简体   繁体   中英

Most efficient way to iterate over words in a string

If I wanted to iterate over individual words in a string (separated by whitespace), then the obvious solution would be:

std::istringstream s(myString);

std::string word;
while (s >> word)
    do things

However that's quite inefficient. The entire string is copied while initializing the string stream, and then each extracted word is copied one at a time into the word variable (which is close to copying the entire string for a second time). Is there a way to improve on this without manually iterating over each character?

In most cases, copying represents a very small percentage of the overall costs, so having a clean, highly readable code becomes more important. In rare cases when the time profiler tells you that copying creates a bottleneck, you can iterate over characters in the string with some help from the standard library.

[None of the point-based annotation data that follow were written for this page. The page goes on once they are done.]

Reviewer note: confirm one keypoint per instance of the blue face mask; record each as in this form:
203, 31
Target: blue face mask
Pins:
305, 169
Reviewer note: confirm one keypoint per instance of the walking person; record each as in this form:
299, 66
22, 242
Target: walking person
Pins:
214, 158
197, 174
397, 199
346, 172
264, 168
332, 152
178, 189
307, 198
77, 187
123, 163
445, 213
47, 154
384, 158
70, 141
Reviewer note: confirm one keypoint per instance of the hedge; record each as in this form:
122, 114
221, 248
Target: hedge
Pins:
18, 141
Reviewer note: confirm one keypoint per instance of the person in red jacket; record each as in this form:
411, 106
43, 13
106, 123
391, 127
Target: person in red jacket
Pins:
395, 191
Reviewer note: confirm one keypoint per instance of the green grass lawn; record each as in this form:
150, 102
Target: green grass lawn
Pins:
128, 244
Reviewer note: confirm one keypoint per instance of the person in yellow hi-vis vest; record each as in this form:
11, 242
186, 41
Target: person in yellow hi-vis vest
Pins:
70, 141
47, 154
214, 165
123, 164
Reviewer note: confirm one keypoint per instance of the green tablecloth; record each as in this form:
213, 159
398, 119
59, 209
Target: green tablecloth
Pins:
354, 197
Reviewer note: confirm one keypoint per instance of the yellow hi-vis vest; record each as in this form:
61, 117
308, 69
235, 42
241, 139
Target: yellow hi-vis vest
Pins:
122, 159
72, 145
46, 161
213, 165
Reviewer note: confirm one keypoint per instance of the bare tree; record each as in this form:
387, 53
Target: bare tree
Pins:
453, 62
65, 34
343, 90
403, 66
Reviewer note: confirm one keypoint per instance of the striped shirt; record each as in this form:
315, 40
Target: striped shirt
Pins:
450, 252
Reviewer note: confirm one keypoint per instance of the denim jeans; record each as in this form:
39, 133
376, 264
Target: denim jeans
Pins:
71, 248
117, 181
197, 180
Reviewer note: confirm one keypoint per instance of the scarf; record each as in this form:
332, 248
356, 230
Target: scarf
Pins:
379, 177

One approach that you could take is to iterate with std::string::find_first_of and std::string::find_first_not_of member functions, like this:

const std::string s = "quick \t\t brown \t fox jumps over the\nlazy dog";
const std::string ws = " \t\r\n";
std::size_t pos = 0;
while (pos != s.size()) {
    std::size_t from = s.find_first_not_of(ws, pos);
    if (from == std::string::npos) {
        break;
    }
    std::size_t to = s.find_first_of(ws, from+1);
    if (to == std::string::npos) {
        to = s.size();
    }
    // If you want an individual word, copy it with substr.
    // The code below simply prints it character-by-character:
    std::cout << "'";
    for (std::size_t i = from ; i != to ; i++) {
        std::cout << s[i];
    }
    std::cout << "'" << std::endl;
    pos = to;
}

Demo.

Unfortunately, the code becomes a lot harder to read, so you should avoid this change, or at least postpone it until it becomes requried.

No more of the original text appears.